Les petites cultures ruinent tout.

L’abbaye de S.-Paul a succédé à l’abbaye d’Oroer, qui fut donnée, en l’an 862, par le pape Nicolas Ier aux évêques de Beauvais, à la charge d’en entretenir les religieuses ; ce qui donna sujet à Druon, en 1040, et à Guy, évêques, de fonder l’abbaye de S.-Paul : elle est située dans un fond, au pied du mont S.-Adrien : cet immense et beau bâtiment est présentement en ruines.

C’est dans cette commune, au Becquet, qu’est située la manufacture de couperose du citoyen Desrivierre.

Le village de Goincourt est établi sur les rives de l’Avelon, dans une charmante position ; il est sur-tout célebre par sa manufacture de sulfate de fer (vitriol). On n’y chercha d’abord que des eaux minérales et de la tourbe. Croutz, allemand, est le premier qui s’y soit occupé de l’extraction du vitriol : il le fabriqua d’abord au Becquet dans l’obscurité, presque dans la misere ; dans la suite une société s’unit à lui : elle acheta des terres, fit construire des bâtiments, des bacs, des fourneaux : mais les avances trop considérables qu’il fallut faire nuisirent à cette entreprise ; elle ne fut dans un état brillant que sous le sieur Warnier, habile négociant d’Amiens : il continue depuis ses travaux avec succès.
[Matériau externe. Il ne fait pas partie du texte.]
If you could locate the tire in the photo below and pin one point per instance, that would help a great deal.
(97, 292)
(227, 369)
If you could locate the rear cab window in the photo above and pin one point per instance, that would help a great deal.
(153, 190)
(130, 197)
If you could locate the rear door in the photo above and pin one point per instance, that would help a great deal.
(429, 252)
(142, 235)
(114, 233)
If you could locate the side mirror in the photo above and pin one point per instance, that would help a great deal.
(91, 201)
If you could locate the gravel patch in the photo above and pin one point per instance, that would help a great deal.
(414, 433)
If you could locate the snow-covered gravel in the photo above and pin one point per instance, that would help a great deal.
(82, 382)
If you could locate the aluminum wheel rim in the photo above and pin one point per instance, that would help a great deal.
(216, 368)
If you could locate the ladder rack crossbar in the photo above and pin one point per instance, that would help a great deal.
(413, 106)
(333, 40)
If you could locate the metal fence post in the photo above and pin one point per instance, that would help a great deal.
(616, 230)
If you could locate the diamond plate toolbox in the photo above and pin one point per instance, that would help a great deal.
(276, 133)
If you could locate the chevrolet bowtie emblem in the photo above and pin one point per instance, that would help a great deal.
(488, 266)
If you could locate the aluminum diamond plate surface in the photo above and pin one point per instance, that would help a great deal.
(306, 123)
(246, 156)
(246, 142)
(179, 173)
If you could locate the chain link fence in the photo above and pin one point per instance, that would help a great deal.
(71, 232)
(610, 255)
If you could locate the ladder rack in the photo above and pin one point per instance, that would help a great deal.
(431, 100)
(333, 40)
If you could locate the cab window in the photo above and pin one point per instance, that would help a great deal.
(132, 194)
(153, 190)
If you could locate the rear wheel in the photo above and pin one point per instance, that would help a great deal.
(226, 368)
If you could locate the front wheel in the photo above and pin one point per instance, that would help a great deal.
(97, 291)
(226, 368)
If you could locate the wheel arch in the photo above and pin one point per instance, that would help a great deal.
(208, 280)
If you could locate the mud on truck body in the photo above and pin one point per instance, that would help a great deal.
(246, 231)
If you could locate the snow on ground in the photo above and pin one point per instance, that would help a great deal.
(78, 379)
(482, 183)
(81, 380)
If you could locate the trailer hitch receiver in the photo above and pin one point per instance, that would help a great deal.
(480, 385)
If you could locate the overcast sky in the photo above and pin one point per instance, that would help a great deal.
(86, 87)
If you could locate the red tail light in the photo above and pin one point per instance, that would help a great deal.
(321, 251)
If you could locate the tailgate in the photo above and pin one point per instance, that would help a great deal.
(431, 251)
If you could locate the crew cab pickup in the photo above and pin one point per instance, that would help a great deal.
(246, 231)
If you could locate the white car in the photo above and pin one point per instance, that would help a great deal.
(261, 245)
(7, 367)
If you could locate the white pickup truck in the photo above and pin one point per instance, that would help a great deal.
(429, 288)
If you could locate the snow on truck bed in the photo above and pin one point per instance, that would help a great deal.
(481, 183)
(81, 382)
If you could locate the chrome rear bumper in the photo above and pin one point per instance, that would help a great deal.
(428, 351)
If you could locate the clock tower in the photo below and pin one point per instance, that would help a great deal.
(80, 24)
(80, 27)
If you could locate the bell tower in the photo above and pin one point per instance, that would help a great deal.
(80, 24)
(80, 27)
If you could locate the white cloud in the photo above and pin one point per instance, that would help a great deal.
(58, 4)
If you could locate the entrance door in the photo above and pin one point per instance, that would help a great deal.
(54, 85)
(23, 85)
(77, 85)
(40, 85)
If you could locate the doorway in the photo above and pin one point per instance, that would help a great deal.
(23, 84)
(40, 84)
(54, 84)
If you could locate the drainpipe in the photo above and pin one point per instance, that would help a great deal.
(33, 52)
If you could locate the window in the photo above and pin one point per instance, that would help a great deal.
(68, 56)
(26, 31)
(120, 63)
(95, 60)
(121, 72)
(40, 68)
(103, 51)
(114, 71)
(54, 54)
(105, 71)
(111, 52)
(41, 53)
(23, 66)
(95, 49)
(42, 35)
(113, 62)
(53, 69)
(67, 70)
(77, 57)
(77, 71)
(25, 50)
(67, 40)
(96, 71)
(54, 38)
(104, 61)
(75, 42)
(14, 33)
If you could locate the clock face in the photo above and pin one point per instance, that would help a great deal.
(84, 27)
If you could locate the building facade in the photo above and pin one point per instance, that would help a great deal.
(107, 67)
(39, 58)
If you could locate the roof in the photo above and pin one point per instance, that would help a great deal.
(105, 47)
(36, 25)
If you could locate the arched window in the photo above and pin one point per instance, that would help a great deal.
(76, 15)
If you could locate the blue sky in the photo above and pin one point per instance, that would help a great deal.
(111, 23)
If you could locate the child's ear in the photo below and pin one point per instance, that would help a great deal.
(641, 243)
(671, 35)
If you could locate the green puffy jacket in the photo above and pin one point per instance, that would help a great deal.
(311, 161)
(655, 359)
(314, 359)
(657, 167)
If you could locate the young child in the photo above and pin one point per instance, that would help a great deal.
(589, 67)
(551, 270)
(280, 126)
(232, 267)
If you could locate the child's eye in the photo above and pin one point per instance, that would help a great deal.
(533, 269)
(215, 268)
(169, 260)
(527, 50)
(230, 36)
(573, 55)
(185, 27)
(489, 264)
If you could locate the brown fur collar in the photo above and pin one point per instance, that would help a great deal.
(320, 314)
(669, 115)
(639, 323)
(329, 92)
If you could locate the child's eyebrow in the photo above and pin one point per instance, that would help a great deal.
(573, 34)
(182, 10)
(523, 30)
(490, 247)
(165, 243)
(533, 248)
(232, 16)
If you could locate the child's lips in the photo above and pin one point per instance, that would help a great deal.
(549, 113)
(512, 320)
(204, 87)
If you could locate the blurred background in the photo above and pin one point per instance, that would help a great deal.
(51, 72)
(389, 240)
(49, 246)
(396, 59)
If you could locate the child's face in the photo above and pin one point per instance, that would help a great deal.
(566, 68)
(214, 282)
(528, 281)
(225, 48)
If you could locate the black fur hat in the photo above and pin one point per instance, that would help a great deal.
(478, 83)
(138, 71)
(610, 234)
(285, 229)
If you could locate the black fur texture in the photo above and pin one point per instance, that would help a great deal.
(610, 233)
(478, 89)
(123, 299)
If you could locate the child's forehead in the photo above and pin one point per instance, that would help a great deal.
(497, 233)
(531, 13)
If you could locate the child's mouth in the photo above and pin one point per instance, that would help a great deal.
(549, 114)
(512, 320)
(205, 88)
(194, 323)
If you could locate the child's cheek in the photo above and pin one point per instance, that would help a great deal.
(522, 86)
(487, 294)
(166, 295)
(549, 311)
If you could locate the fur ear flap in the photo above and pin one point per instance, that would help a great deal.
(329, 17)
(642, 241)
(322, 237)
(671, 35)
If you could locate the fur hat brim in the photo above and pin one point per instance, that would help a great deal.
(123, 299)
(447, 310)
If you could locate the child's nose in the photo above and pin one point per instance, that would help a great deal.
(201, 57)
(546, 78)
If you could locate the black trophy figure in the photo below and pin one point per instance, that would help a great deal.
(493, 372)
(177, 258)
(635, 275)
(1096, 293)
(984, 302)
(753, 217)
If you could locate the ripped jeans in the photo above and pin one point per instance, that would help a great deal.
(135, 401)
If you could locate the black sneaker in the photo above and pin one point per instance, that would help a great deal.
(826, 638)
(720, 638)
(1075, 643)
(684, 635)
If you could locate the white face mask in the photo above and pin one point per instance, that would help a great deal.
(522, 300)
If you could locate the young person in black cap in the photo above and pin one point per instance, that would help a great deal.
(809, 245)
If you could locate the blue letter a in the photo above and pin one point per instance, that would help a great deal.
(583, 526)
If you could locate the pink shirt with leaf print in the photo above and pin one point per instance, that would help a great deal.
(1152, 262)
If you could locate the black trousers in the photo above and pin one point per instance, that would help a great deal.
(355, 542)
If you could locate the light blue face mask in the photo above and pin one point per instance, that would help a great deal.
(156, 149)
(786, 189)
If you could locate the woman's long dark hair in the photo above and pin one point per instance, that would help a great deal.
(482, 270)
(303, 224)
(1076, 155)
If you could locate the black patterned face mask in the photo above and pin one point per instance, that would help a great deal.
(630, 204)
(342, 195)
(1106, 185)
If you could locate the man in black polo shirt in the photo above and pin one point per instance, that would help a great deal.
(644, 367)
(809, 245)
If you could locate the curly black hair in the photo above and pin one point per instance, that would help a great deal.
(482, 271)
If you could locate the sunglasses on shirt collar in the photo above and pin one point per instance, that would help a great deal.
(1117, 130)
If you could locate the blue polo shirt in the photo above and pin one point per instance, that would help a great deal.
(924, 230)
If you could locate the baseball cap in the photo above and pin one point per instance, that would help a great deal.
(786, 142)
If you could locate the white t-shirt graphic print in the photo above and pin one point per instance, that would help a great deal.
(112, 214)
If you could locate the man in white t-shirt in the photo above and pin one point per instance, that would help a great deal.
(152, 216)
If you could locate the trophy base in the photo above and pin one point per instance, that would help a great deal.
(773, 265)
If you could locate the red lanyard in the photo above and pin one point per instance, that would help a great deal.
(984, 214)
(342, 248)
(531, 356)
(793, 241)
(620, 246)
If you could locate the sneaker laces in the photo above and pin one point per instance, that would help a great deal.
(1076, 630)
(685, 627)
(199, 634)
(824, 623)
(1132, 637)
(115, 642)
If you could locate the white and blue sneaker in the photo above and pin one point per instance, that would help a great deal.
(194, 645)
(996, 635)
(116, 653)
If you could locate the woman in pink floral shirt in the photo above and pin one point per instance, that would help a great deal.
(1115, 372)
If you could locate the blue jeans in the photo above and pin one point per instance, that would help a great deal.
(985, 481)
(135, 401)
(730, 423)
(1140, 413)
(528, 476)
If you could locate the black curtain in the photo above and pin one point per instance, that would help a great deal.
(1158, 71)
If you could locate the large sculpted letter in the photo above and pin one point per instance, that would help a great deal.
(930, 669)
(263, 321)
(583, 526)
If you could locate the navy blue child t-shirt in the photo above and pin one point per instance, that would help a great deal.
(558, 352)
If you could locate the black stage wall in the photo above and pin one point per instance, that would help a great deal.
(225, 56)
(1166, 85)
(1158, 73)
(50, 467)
Il est malheureux que ceux qui sont à la tête de cette manufacture aient négligé d’en diriger et d’en assécher les eaux, qui par leur stagnation alterent la matiere premiere, et causent des épidémies trop souvent renouvelées.

Une grande quantité de vallées, dans les environs de Beauvais, est remplie de tourbieres, sur l’exploitation desquelles le gouvernement devroit veiller, pour éviter le désordre des exploitations partielles.

On neconnoît point de meilleur vitriol que celui de Goincourt, soit en France, soit chez l’étranger. On estime sur-tout celui du citoyen Desrivierre, qui tire sa matiere premiere de Goincourt : il le vend à Rouen en concurrence avec les Anglais ; le sien est souvent préféré.

Les eaux minérales de Goincourt et du Becquet étoient en usage dans le Beauvaisis depuis un temps immémorial. En 1752 M. Wallot, apothicaire, en fit l’analyse : les médecins envoyerent à M. de Senac, conseiller d’état, premier médecin du roi, des certificats tres authentiques sur les vertus de ces eaux minérales, et sur l’usage qu’on en faisoit avec tout le succes possible. Wallot, le 8 octobre 1752, présenta une requête à la faculté de médecine ; il la prioit de faire faire l’analyse de ces eaux : Malloin, Mac-quer et Baron analyserent les bouteilles d’eau qu’on leur fit passer ; ils déclarerent qu’elle con-tenoit une terre absorbante, alkaline, ferrugineuse. M. de Senac fit nommer Wallot inspecteur de ces eaux, avec la permission d’en entourer les sources de murailles. Le lieu qu’occupent les fontaines s’appelle les Fontaineiux et Rouge-Vêtue. Dans les environs on apperçoit les traces d’une mine de fer, dans un espace qu’on nomme encore les Forges ; on y voit une masse assez considérable de mâche-fer : les habitants du voisinage en ont bâti tous les solins de leurs maisons.

  1. Ils pourroient se procurer un modele de pompe en bois tres facile à exécuter : cette pompe ne coûte que 72 liv. ; elle épuiseroit l’eau de leurs trous avec une extrême facilité. On la voit à Paris parmi les machines du citoyen Molard.